What Is Busy Lamp Field (BLF)? How Does It Work?

Posted on: 2015-06-11 | Categories:Business VoIP Solutions VoIP VoIP Technology

One of the most important features of VoIP is the ability to indicate presence to other subscribers of the network.

In an enterprise context, presence information is a powerful tool that allows employees to transfer calls between departments/groups without interrupting ongoing voice calls or know when colleagues or bosses are busy on the phone and respond accordingly.

What is Busy Lamp Field (BLF)?

Presence information is surfaced to users by using dedicated buttons on IP phones called Busy Lamp Fields. Not all phones have these buttons so an organization needs to decide if this feature is important to them before purchasing appropriate hardware.

Though the exact color scheme differs between different OEMs, in general green, red and orange are used to indicate available, busy and error states respectively.

How does it work?

Phones that support BLF have to be configured before they can show presence information, usually through the management interface found on the online dashboard.

When configured, the phone sends a request to the IP PBX asking to be notified about the state of an extension in a particular resource list. The server will authenticate the subscriber (the phone making the request) and start monitoring the extension.
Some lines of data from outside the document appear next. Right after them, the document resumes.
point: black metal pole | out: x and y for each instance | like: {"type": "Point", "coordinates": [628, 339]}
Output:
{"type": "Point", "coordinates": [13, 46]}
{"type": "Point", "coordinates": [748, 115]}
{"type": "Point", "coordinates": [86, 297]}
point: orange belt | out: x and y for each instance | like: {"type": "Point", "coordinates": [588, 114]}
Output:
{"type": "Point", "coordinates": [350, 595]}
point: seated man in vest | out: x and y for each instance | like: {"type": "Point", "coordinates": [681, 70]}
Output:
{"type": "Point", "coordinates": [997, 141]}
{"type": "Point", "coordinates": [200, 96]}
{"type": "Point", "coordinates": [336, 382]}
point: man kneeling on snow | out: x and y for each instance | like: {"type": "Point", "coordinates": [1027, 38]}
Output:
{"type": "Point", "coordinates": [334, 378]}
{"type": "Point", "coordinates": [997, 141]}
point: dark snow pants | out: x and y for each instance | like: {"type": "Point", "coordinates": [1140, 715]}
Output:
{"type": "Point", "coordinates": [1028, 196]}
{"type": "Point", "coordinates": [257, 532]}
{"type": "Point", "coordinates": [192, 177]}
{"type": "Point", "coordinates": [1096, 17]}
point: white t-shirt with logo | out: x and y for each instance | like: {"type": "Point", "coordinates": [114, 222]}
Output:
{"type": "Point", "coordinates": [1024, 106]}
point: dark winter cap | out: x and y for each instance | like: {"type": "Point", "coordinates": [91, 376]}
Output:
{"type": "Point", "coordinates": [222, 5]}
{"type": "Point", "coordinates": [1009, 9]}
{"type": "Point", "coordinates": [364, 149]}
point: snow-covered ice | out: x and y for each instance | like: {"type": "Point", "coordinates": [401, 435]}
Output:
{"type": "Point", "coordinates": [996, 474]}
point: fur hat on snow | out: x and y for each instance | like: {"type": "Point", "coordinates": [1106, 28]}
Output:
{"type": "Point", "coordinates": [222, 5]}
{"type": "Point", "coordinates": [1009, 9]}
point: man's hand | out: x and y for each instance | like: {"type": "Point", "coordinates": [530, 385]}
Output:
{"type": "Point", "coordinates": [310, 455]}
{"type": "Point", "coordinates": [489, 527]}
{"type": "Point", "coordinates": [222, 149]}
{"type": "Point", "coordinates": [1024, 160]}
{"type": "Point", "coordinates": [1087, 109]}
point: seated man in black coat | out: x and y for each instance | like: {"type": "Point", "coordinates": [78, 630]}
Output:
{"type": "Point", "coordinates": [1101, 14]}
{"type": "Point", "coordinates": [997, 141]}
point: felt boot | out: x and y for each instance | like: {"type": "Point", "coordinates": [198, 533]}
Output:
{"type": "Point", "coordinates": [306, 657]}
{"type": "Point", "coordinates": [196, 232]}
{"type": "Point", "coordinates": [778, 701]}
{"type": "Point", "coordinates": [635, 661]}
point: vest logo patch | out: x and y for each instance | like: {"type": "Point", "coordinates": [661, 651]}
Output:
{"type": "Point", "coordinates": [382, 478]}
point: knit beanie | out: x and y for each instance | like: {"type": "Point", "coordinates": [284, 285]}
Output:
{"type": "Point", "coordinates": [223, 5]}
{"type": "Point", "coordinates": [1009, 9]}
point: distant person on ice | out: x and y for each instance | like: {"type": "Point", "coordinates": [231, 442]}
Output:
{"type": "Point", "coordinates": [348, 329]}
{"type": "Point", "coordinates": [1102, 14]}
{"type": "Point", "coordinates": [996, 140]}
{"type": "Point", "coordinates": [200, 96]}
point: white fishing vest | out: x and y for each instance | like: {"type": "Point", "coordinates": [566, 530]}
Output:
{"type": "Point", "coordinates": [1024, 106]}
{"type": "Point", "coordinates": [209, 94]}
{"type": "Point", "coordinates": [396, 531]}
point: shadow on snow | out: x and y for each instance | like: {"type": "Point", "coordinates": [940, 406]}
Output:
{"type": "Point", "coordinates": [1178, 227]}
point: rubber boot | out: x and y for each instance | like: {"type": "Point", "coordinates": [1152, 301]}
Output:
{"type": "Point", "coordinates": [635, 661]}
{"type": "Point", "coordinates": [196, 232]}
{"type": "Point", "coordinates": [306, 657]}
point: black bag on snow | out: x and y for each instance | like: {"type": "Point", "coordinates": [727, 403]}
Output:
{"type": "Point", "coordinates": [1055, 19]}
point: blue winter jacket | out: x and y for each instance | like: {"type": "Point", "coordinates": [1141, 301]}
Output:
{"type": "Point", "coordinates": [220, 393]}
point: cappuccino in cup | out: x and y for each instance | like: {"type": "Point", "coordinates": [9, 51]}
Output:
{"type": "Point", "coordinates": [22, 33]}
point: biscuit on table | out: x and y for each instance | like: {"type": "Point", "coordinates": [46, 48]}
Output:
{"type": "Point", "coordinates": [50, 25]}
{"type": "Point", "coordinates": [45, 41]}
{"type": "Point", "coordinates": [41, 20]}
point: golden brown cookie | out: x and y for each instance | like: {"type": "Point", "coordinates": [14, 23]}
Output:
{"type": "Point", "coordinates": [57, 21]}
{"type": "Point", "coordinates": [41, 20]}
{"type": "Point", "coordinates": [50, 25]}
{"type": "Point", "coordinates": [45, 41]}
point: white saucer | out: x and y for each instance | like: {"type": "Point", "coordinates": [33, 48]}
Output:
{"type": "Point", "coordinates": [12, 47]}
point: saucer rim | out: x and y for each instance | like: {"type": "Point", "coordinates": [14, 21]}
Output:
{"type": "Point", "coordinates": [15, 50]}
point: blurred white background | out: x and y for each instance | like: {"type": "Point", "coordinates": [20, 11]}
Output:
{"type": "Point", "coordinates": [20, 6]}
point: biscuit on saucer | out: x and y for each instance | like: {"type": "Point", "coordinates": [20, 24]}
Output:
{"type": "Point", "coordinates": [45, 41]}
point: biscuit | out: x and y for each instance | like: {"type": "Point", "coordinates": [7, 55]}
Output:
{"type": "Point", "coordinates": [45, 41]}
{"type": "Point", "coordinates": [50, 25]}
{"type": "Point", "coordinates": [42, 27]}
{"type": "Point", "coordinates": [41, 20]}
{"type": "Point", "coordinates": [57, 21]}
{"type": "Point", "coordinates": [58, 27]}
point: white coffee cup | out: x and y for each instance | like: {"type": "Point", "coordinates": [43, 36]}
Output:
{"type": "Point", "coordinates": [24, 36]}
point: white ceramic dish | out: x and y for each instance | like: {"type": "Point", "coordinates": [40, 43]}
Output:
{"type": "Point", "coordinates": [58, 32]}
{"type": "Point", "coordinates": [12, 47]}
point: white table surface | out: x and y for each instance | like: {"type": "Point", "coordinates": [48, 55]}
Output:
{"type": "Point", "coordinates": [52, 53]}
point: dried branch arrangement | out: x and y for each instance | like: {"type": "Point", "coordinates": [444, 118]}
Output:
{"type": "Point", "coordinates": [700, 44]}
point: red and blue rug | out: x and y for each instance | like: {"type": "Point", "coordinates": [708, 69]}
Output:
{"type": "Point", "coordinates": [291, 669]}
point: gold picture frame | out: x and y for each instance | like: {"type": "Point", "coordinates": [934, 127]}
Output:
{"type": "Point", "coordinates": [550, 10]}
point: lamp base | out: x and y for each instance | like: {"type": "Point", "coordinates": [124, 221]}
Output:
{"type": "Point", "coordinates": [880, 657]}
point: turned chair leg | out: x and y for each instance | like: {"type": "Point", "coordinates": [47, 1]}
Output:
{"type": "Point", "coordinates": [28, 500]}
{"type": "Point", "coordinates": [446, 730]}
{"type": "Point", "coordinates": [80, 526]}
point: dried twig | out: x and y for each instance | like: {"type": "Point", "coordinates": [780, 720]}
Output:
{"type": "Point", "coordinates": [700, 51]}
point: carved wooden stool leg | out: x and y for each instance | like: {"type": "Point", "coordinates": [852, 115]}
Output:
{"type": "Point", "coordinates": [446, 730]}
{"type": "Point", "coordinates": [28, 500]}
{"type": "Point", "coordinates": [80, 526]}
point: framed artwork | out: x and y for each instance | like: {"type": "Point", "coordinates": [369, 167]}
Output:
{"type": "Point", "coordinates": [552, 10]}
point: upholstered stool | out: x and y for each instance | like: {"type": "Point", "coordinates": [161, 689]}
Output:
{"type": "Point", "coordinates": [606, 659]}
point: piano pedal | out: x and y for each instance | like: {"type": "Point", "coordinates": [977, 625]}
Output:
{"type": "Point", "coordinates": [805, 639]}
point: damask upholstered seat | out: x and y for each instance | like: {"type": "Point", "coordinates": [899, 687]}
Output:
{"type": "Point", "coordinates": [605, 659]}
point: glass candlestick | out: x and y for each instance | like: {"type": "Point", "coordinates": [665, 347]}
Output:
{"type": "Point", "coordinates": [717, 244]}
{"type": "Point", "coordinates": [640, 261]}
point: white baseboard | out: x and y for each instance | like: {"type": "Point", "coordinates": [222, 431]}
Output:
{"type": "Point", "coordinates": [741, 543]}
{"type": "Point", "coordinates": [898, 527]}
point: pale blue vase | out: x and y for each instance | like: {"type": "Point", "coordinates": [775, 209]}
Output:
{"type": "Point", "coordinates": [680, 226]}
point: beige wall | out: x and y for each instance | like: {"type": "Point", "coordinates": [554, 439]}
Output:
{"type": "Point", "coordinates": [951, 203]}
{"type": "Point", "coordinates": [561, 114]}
The IP PBX will send a SIP message notifying the phone about the current state of the extension which has to be acknowledged by the device. From then on, the server will monitor the extension/list of extensions requested and send messages when the status changes.

Based on the organizational rules, BLF can be restricted to project teams, individual departments or particular locations. Individual members can also opt out of broadcasting the presence information, provided they have the authorization to do so.

How is it useful?

Presence information as exemplified by the Busy Lamp Field can be very valuable in many circumstances. For example the BLF on a secretary’s phone could be configured to show presence data from the boss’s line.

It will enable the secretary to know (without asking or confirmation) when the boss is busy on another call, whether to put the current caller on hold or let them through it otherwise.

Presence data can also be useful for teams working on a particular project. Supervisors could monitor the extension of team members and vice versa so that everyone is kept updated on each other’s current status.

It ensures that external callers (suppliers, partners or customers) don’t have to be put on hold because of another call that originated internally (usually from supervisors, colleagues etc.)

Another use for BLF is for call centers and customer support groups. Employees can know when their colleagues are available to take a support call or if the supervisor is busy and cannot be with another customer at present.

BLF can also be configured so that other employees can pick up calls meant for a particular extension if that colleague is unable to answer or away from their desk.

As we can see, presence information is a simple concept that conveys complex information that can be incredibly powerful in different contexts. Since more organizations are integrating VoIP into unified communication systems, presence information will continue to occupy a central role.